At Park City, a well-heeled out-of-town clientele has given rise to a finely tuned, and loftily priced, ski-vacation machine. Less than an hour after leaving Salt Lake’s airport in a rental car, I’m being fitted for equipment in my luxury hotel’s ski suite. The next morning, I head there to retrieve my gear, only to be told it’s waiting for me at the bottom of the hotel’s dedicated gondola. This whisks me to the base of Canyons Village for a ride in a bubble-domed chairlift with heated seat cushions.
Forget the other half – I’m into 1-per-cent territory now. And I could get used to it.

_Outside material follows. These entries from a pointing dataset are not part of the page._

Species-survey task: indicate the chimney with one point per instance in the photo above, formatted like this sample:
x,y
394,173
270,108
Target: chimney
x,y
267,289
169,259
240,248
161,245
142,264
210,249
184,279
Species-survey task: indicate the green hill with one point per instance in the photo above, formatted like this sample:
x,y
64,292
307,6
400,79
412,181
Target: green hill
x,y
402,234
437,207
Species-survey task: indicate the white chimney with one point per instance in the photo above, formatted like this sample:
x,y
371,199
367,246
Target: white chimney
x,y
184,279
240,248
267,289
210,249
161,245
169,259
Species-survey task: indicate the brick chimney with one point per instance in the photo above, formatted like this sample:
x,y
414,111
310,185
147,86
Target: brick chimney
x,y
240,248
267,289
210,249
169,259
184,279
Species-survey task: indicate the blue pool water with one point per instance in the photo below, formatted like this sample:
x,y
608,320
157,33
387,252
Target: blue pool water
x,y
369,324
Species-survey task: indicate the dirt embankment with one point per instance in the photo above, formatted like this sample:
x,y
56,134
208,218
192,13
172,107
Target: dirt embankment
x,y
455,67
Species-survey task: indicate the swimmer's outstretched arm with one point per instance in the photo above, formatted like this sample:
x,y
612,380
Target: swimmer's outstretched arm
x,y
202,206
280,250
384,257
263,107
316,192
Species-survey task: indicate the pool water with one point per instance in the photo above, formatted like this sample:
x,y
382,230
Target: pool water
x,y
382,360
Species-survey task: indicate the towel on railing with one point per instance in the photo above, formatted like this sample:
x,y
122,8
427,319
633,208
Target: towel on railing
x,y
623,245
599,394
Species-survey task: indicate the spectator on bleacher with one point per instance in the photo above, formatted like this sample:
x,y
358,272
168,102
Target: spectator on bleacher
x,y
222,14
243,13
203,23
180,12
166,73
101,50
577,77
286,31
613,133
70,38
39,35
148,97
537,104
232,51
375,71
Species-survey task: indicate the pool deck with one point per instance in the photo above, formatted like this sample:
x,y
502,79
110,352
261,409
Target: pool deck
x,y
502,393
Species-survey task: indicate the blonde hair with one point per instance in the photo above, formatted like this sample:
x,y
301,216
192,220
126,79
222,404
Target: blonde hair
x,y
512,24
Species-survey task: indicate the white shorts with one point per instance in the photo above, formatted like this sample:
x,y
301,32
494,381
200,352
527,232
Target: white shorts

Douglas Barnes Photography
IF YOU GO
There are daily direct flights to Salt Lake City International from Calgary and Vancouver. Most visitors from Eastern Canada connect through Denver. A wide range of shuttle services cover the 35-minute drive from the airport to the resort, starting at $80 (U.S.) return. slcairport.com
ON THE MOUNTAIN
Adult lift-ticket prices fluctuate between $100 and $120 (U.S.) at the ticket window. A better option: Buying a “hard-card” ticket online, which can knock as much 25 per cent off the window rate. Buying at least seven days in advance allows cards to be shipped to visitors before they arrive. The multiresort Epic Pass, which will go on sale again this spring, offers savings of more than 35 per cent for visitors planning to ski for at least four days. A nifty perk: Epic Pass holders can download the free EpicMix app, which tracks vertical feet, trail grooming, lift-line wait times and more. parkcitymountain.com
WHERE TO STAY
Waldorf Astoria Park City: A short gondola carries guests at this opulent lodge-style hotel to the Canyons base area. There are 175 rooms and suites, a full-service spa, restaurant and courtyard pool complex. Rooms from $499 (U.S.). parkcitywaldorfastoria.com
Washington School House Hotel: This boutique, historic property in the town of Park City offers 12 rooms and suites, a stylish central lounge and a heated pool terraced into the hillside. Rooms from $765 (U.S.). washingtonschoolhouse.com
Park City Lodging: The resort manages a wide range of hotels, ski-in/ski-out condos, private houses and lodges in the area, starting at $149. parkcitymountain.com
Locals claim Park City has more gourmet chefs per capita than Paris, and while that statistic is difficult to prove, the quality of the small-plate dining at Handle, a casually stylish restaurant, reveals some serious culinary skill. handleparkcity.com
The Farm is located in Canyons’ central square and here, locally sourced ingredients take centre stage. parkcitymountain.com
Recently opened, Tupelo is a fine-dining option that applies global influences to American cuisine, with Maine crab fritters meeting Aleppo chili, and roasted broccoli tossed in red chilis, coconut milk and toasted pecans. tupeloparkcity.com
High West Distillery & Saloon is dubbed “the world’s only ski-in distillery and gastro-saloon.” I’ll take their word for it. The popular watering hole serves up a range of house-distilled rye whiskies and other spirits. highwest.com
The writer was a guest of Park City Mountain Resort. It did not review or approve the story.